Con lui se ne va l'ultimo dei piloti giapponesi che il 7 dicembre del 1941 attaccarono la base americana di Pearl Harbor. Dopo la guerra, quando i suoi sonni cominciarono a virare in incubi, popolandosi dei volti di tutti quei ragazzi che aveva abbattuto, Harada si convertì al pacifismo militante, portando in giro la sua testimonianza. Il rimorso, il sentimento che la guerra è una bestia orrenda, la carrellata di quei volti di ragazzi che lo guardavano dall'oltretomba lo avevano radicalmente cambiato. «Ricordo ancora le loro facce. Persone che non odiavo, e neppure conoscevo», disse una volta, durante un'intervista. «Così la guerra ti priva dell'umanità, obbligandoti a uccidere degli sconosciuti, per non essere ucciso da loro». Fu allora, nel dopoguerra, che Harada maturò la decisione, realizzata nel 1965, di fondare un asilo. «Perché se vuoi chiedere perdono per le vite che hai tolto, non c'è maniera migliore di farlo che allevare nuove vite», lo convinse la moglie.

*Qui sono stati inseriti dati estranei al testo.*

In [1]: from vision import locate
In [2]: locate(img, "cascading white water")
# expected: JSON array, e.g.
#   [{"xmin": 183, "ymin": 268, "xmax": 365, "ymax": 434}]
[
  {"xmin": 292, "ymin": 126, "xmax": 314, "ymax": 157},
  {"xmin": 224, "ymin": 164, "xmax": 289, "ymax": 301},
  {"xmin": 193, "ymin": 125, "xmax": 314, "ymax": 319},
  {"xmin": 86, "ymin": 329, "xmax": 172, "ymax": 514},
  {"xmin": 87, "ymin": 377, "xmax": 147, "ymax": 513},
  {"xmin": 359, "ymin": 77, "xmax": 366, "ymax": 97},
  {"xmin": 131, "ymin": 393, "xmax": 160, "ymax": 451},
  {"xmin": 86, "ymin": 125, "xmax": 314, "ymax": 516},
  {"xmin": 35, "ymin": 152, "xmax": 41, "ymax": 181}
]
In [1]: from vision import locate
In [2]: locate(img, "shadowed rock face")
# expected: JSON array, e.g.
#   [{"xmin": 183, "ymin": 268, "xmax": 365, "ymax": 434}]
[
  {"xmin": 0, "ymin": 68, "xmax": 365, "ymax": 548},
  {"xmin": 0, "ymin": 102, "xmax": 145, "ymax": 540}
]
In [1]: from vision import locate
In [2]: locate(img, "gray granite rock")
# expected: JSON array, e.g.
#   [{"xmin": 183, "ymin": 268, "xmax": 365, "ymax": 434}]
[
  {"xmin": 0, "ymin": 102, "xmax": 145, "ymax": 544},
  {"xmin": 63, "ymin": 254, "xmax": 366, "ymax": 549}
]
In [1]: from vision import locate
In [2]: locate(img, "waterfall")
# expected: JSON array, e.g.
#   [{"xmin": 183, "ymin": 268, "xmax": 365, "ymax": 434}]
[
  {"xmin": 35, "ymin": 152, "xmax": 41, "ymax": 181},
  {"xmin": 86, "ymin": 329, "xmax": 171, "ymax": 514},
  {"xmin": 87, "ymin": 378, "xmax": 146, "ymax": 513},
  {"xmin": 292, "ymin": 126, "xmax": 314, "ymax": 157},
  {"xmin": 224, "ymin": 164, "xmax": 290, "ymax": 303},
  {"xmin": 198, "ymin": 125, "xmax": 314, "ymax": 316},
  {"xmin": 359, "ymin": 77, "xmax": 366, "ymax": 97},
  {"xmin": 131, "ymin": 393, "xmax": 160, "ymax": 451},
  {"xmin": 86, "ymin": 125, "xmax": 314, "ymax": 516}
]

Partito volontario a 17 anni, Harada aveva chiesto di fare il pilota, risultando primo nel suo corso. Tra il 1941 e il 1942, col suo Mitsubishi A6M (lo «Zero») cancellò dai cieli del Pacifico almeno due decine di aerei nemici. Nel corso della sola battaglia di Midway, ad Harada (è il suo nome proprio. I giapponesi antepongono sempre il cognome al nome) fu accreditato l'abbattimento di sei caccia americani. Ma anche il suo giorno stava per arrivare. Fu durante la battaglia di Guadalcanal che lo «Zero» di Harada venne colpito dal Wildcat, il «gatto selvaggio» dell'asso americano Joe Foss. Riuscì ad atterrare sull'isola di Sant'Isabella, ma nell'impatto si fracassò un braccio. Per il samurai Kaname Harada, la guerra finì quel giorno. Rimpatriato in Giappone, si dedicò all'addestramento dei piloti kamikaze. Poi vennero Hiroshima e Nagasaki, e la fine del sogno imperiale. Harada si dedicò all'agricoltura. Gli incubi, i rimorsi, la «vergogna» per una condotta che molti gli dicevano eroica, ma che lui intimamente aborriva, cominciarono poco dopo. Di qui il suo attivismo militante, in tarda età, contro i partiti nazionalisti che in anni recenti si sono battuti perché il Giappone cambiasse la sua Costituzione, da cui la guerra, come soluzione ai contrasti fra Stati, è esclusa.
Diventato «personaggio» (in Giappone hanno girato un documentario sulla sua vita) Harada viaggiò in Gran
Bretagna e negli Stati Uniti, incontrando anche Joe Foss, il suo «rivale», la sua bestia nera. Si strinsero la mano, si guardarono dritto negli occhi, si chiesero vicendevolmente perdono, come sanno fare gli uomini veri.